Fußball-Regionalliga : Der vielseitige Stratege des SV Straelen

Tobias Peitz kann alles: Vorne setzt er die kreativen Akzente, hinten ist er der Mann fürs Grobe. Beim Regionalligisten SV Straelen ist der 23-Jährige längst Stammspieler. Am Samstag geht’s zum Tabellennachbarn SV Rödinghausen.

Wenn der Begriff Allrounder auf einen Spieler des Fußball-Regionalligisten SV Straelen zutrifft, dann auf Tobias Peitz. Am liebsten spielt er den Staubsauger vor der Abwehr, kann aber auch außen verteidigen und im Mittelfeld fast alles spielen. Seine Vielseitigkeit war in den ersten Spielen unter Trainer Benedict Weeks sehr gefragt.

Nicht selten begann er am linken Flügel, wechselte in das defensive Mittelfeld und verließ als rechter Verteidiger den Platz „Wenn der Trainer mich ins Tor stellen würde, würde ich da spielen und versuchen, keinen reinzukriegen.
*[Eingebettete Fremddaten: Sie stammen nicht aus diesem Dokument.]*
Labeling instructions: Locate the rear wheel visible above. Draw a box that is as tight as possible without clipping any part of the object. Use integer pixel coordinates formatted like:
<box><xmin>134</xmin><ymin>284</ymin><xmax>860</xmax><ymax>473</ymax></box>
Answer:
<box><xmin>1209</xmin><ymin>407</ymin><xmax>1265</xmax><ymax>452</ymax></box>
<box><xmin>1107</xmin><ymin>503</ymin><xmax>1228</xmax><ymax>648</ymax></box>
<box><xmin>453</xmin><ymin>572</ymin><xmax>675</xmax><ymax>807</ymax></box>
Das klingt vielleicht abgedroschen, aber es spiegelt meine Einstellung wider.“

Für den neuen Trainer Thomas Gerstner, der ihn für sein besonderes Spielverständnis lobt, ist er der Dauerläufer im Mittelfeld. Selbst bezeichnet er sich als „Box-to-Box“-Spieler, der von einem Strafraum zum anderen unterwegs ist. „Ich soll im Angriff für Kreativität und in der Abwehr für zusätzliche Stabilität sorgen“, umschreibt der junge Mann sein Aufgabengebiet.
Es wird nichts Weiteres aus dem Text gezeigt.